To accomplish this, GAM worked with InfoPrint to survey its 70,000 subscribers to determine which of the issue’s five feature stories was most relevant to them. For the roughly 4,000 usable respondents, GAM developed five personalized covers to match their interests. The remaining subscribers were divided into two groups: about 30,000 received issues with covers picked by editor-in-chief Bill Esler (based on job title, etc.) and the other 30,000 or so received a “control” cover based on its “Printing’s Role in a Multichannel Marketing World” feature.
“We picked a range of subjects we thought would go across the spectrum of our readers,” Esler told FOLIO:. Other editorial features included “Top Finance Sources for the Printing Industry,” “Print Engines for Digital Label Printing,” and a feature story about the technology used to print the January issue. Esler said the project “will demonstrate the importance of content relevancy for publishers, and highlight its role in keeping an attracting subscribers.”
GAM laid out the six covers (including the control cover) in InDesign and sent PDF and native files to InfoPrint. Included was a spread sheet with position and color specs for each variable component, such as images and variable headlines.
From there, InfoPrint assembled the covers—including advertisements on covers two, three and four—and printed them using its own inkjet technology. The issues’ pages were printed by GAM’s usual printer (Fry Communications) and later combined with the special covers.

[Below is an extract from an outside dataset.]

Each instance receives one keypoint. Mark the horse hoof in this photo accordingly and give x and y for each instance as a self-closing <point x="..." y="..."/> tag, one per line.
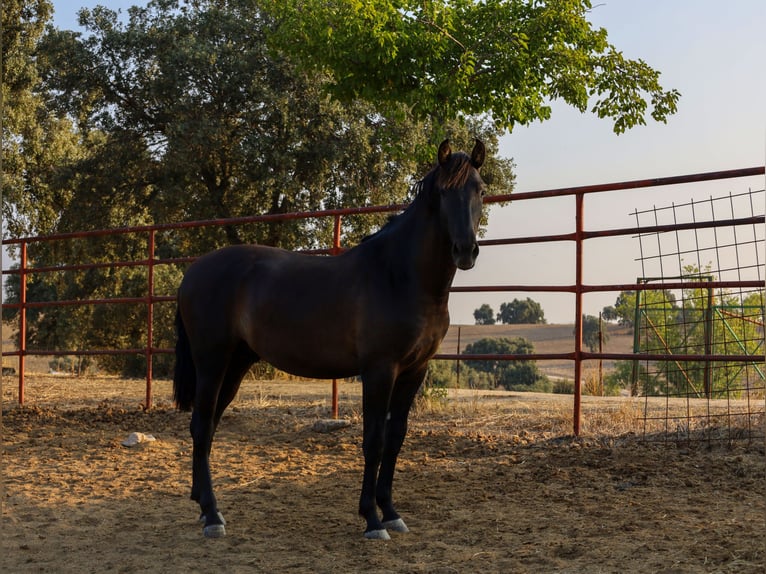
<point x="202" y="520"/>
<point x="397" y="525"/>
<point x="377" y="535"/>
<point x="214" y="531"/>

The ads featured personalized URLs with the recipient’s name in the referral URL. “The business proposition for publishing has changed dramatically,” said Esler. “Especially in the b-to-b world, we have to provide metrics that demonstrate that people have read and responded to an ad. Lead generation also is very important today. That’s where engagement mechanics like quick response codes or personal URLs capture the names of people who are interested in the advertising or editorial that is covered.”
InfoPrint’s Precision Marketing service uses data collected either from a database or a survey to “uncover customer preferences,” then helps create messaging and content of any type around those preferences and determines the best delivery channel for it, said Sandra Zoratti, the company’s vice president of global solutions marketing. InfoPrint, which was created in June 2007, is a joint venture between Ricoh and IBM’s Printing Systems division.
InfoPrint targets publishers of all sizes and markets, as well as companies outside publishing. Zoratti said prices vary greatly project-by-project, but that the cost of its data analytics service, if based on an existing database, can range from $10,000 to $100,000.
RBI isn’t the first to test the customizable magazine waters. Last year, Time Inc. conducted a free five-issue, 10-week customizable magazine experiment called Mine. In July, National Geographic partnered with e-commerce solutions provider Consolidated Graphics to allow readers to upload any high-resolution photo of theirs online and have it printed on the cover of its Your Shot issue. And, this fall, Doubledown Media co-founder Magnus Greaves said he was getting ready to launch MYMAG, a magazine project consisting of single issues created by celebrity “tastemakers” for distribution to their fan base.